# Garden store design



## CWatters (29 Dec 2007)

I want to build a garden shed/store but I'm struggling for design inspiration. Trouble is I don't want a regular shed. I want to build something a bit up market, probably in exposed green oak and weatherboard? Possibly even a tiled roof.

Will be about 3 x 5 meters approx (4 x 4 etc). Two thirds of the floor area to be used to house ride on mower and trailer - so needs to have a large door. One third to be potting shed/small tool store/lean to, ideally with seperate pedestrian door/porch? Pitched roof, perhaps even hipped if that's not too difficult at this size.

Anyone built or got any photos of something like this?

Any good books on building small green oak garden buildings? 

Open to suggestions for other styles.


----------



## jasonB (29 Dec 2007)

Take a look through the Sunday supliments tomorrow there are usually several adverts for garage/store/stable type buildings by the likes of Heritage Oak

The only thing with weather boarding is that it tends to cover most of the exposed frame so consider the main frame & exposed parts in oak and the studwork infill with sawn & tan softwood.

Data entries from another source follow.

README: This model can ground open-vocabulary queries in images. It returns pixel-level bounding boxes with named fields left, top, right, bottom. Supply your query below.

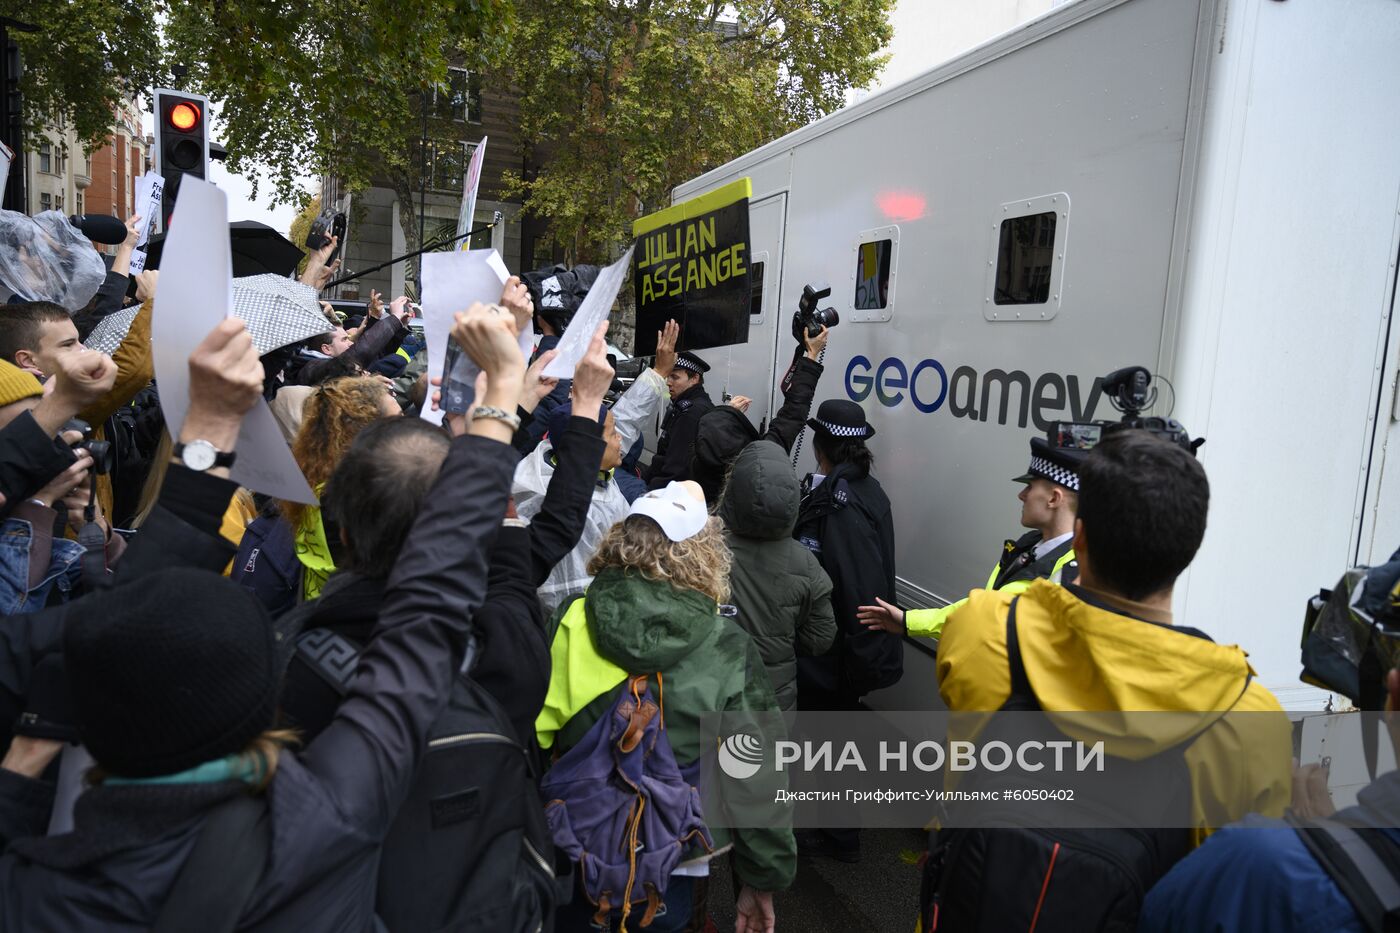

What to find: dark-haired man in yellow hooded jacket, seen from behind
left=925, top=430, right=1292, bottom=929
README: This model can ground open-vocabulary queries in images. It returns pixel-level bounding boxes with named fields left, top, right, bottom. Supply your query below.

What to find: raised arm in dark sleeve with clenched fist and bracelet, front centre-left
left=304, top=299, right=525, bottom=838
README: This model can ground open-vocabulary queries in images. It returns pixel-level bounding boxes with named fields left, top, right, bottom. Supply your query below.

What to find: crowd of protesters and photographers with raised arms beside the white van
left=0, top=196, right=1400, bottom=933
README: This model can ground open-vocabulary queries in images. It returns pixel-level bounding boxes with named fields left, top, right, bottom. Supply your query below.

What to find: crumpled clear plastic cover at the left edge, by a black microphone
left=0, top=210, right=106, bottom=311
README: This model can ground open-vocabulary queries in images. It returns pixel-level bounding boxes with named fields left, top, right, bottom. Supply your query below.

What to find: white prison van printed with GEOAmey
left=673, top=0, right=1400, bottom=710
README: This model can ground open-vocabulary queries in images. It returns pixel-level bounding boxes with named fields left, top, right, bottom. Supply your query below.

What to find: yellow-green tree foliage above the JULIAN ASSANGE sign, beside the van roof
left=501, top=0, right=895, bottom=259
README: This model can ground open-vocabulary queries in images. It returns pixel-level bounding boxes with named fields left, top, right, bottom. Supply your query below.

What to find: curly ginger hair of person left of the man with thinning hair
left=281, top=375, right=384, bottom=528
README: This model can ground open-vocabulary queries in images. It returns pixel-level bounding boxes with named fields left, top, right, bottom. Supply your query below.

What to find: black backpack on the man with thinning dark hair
left=297, top=629, right=571, bottom=933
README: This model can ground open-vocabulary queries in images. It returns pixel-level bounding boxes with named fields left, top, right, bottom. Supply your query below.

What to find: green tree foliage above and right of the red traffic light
left=164, top=0, right=511, bottom=291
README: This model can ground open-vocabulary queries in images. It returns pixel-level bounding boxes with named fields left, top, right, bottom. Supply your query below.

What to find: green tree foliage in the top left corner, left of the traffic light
left=0, top=0, right=162, bottom=151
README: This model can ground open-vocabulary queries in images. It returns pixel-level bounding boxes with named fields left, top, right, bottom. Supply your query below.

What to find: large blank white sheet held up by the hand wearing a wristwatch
left=151, top=177, right=318, bottom=504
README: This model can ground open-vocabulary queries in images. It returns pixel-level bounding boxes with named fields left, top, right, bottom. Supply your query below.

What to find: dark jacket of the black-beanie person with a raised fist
left=0, top=436, right=515, bottom=933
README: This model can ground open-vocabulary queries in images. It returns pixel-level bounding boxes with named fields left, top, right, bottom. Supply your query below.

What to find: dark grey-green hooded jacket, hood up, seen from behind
left=718, top=440, right=836, bottom=710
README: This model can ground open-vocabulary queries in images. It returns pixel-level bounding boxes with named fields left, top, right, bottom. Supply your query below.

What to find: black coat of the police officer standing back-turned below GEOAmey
left=792, top=465, right=904, bottom=703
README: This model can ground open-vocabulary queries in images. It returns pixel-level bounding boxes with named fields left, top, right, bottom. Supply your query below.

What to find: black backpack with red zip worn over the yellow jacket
left=920, top=597, right=1190, bottom=933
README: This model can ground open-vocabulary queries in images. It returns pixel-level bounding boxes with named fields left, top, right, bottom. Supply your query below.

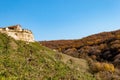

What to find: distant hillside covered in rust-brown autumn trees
left=40, top=30, right=120, bottom=68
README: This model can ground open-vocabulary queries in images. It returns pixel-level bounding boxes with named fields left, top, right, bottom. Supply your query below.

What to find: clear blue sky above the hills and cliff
left=0, top=0, right=120, bottom=41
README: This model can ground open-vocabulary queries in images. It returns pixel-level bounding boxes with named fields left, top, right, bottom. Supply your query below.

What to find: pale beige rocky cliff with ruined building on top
left=0, top=25, right=34, bottom=42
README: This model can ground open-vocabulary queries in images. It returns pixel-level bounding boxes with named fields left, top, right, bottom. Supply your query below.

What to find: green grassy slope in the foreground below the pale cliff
left=0, top=33, right=95, bottom=80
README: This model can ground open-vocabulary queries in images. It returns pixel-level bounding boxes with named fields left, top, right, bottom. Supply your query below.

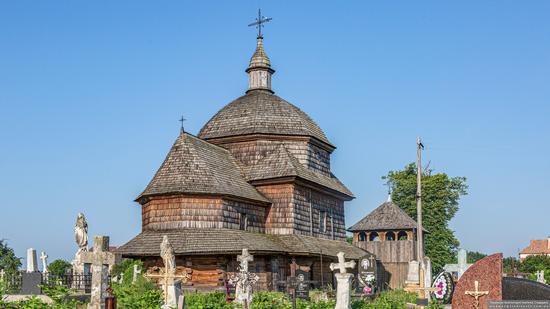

I done a couple of bits in Green oak, found this book very good though you may prefer to skip the chapters on hewing the square timbers from the round :wink: 

Jason


----------



## SketchUp Guru (30 Dec 2007)

How about something like this? http://www.popularmechanics.com/home_jo ... 66661.html


----------



## CWatters (30 Dec 2007)

Thanks folks. Yes the heritage oak frame style is close to what I'm looking for. I've had a look at several oak frame companies on the web but they tend to only show off their whole house frames and car ports. Will have a look at that book. Might be able to invent something.


----------